Following up with the previous bar-chart, this horizontal format takes a closer look into the individual Boroughs. A large purpose of this analysis is to see what is occurring within each borough of NYC, so it is important to see if some of these top factors noted in the last graph are specific to each borough. Here it is evident that these top reasons are not necessarily unique to each borough, though they do show slightly different builds in in terms of their proportions. Looking more specifically, Manhattan seems to have a fairly constant spread across factors while other boroughs, such as Brooklyn which sees a near 100% jump in accidents related to “Traffic Control Disregarded” in comparison to other factors.

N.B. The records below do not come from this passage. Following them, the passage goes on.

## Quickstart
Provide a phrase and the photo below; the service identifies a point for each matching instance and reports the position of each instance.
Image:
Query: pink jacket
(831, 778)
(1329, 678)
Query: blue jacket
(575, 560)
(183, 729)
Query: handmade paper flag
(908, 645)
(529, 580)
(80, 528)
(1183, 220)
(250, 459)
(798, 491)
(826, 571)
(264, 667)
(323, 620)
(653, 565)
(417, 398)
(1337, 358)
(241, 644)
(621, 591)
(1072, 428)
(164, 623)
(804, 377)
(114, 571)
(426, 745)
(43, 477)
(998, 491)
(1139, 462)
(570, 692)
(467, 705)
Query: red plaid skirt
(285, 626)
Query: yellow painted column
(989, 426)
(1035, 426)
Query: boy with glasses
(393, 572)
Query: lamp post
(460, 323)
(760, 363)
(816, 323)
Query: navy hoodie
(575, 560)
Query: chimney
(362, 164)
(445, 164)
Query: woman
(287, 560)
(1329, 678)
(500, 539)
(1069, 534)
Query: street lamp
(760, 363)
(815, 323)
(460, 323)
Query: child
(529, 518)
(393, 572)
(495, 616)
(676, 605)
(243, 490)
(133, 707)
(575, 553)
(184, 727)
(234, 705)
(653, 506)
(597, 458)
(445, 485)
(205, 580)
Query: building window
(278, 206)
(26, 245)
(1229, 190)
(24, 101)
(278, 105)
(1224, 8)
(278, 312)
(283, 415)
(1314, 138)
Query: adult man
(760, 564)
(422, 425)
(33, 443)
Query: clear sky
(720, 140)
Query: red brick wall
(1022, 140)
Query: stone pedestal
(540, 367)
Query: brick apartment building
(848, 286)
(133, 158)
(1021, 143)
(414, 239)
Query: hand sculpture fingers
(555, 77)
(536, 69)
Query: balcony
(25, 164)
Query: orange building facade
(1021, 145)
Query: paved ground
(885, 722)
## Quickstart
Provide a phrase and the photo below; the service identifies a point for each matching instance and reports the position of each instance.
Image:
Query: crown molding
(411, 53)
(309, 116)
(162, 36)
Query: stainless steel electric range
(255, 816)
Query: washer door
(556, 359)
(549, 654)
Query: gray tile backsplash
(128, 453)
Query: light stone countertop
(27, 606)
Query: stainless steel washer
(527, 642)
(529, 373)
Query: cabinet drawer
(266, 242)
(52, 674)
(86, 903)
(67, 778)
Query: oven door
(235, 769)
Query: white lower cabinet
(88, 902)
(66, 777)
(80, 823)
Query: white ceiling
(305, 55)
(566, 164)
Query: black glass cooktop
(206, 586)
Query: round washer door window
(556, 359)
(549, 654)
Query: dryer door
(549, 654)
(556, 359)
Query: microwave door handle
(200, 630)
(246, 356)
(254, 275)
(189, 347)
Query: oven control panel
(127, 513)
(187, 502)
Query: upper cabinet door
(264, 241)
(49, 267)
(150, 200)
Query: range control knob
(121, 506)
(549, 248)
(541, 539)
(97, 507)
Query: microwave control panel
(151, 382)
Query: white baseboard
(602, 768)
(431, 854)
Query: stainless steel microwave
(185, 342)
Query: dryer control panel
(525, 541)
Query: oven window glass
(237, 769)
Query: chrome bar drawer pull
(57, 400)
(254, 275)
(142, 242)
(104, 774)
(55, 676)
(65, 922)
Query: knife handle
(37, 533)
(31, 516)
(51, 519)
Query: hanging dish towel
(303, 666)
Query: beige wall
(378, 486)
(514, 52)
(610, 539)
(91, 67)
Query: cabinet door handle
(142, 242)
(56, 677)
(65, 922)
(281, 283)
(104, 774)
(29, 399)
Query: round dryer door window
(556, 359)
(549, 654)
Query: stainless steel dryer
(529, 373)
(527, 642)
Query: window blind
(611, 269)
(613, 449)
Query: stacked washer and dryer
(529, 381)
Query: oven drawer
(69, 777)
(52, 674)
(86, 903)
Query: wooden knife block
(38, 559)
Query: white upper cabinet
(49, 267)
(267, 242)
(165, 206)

plot5 <- ggplot(stack_df, aes(x = reorder(CONTRIBUTING.FACTOR.VEHICLE.1, +n), y = n, fill = BOROUGH)) +
  geom_bar(stat = "identity") +
  scale_fill_brewer(palette = "Spectral") +
  coord_flip() +
  labs(title = "Crashes by Factor for Months of the Year", x = "Contributing Factors", y = "Crash Injury Count") +
  scale_y_continuous(labels = comma) 
plot5

Map Plot: Locations of Crashes by Injury Amount

Here a Map portrays the locations of various crashes in June of 2019. This specific month was chosen as a limit to the amount of points, this particular time frame is also a peak in crashes (plot2). The points are determined accurately via Longitude and Latitude coordinates, and are individually color/size coded by the size of the crash (determined by persons injured). Manhattan sees the largest concentration of small crashes (1 injury) displayed by the dark mass of small points in lower Manhattan. Queens/Brooklyn sees the highest amount or larger crashes. This is interesting, but not necessarily surprising, as a result of the average speed limits in these boroughs. Taking a closer look at where some of the largest crashes occurred, it is common so see a large intersection where there is an extremely high concentration of crashes with nearly matching coordinates.

m <- leaflet() %>%
  addTiles() %>%
  addCircles(lng = Map_df1$LONGITUDE, lat = Map_df1$LATITUDE, opacity = .63, color = "black", label = "Injuries: 1") %>%
  addCircles(lng = Map_df2$LONGITUDE, lat = Map_df2$LATITUDE, opacity = .75, color = "dodgerblue", radius = 100, label = "Injuries: 2") %>%
  addCircles(lng = Map_df3$LONGITUDE, lat = Map_df3$LATITUDE, opacity = .75, color = "chartreuse", radius = 200, label = "Injuries: 3") %>%
  addCircles(lng = Map_df4$LONGITUDE, lat = Map_df4$LATITUDE, opacity = .75, color = "darkorange", radius = 400, label = "Injuries: 4-6") %>%
  addCircles(lng = Map_df5$LONGITUDE, lat = Map_df5$LATITUDE, opacity = .75, color = "red", radius = 650, label = "Injuries: 7+")
m

Summary

Overall, it can be concluded that Brooklyn holds the highest amount of crashes in various categories, although the distribution of crashes in the boroughs may be less related to errors in traffic control/unsafe roads, and more related to more traffic/higher speed limits. Over time, all of the boroughs are highly correlated (with exception to Staten Island), and see a cyclic pattern in terms of crashes by month, where surprisingly the winter months post the least amount of crashes. The most deadly crashes are often a result of unsafe speed, driver distraction, and failure to yield right of way… all of which are preventable by the driver through carrying-out safe driving practices. Through use of the interactive map, groupings of crashes (coded by size/danger-level) are easily identifiable, where the points plotted are clumped in large intersections, and larger roads in general. In conclusion, the visualizations provided, present a well-rounded picture of where/why accidents are occurring in NYC over the last few years.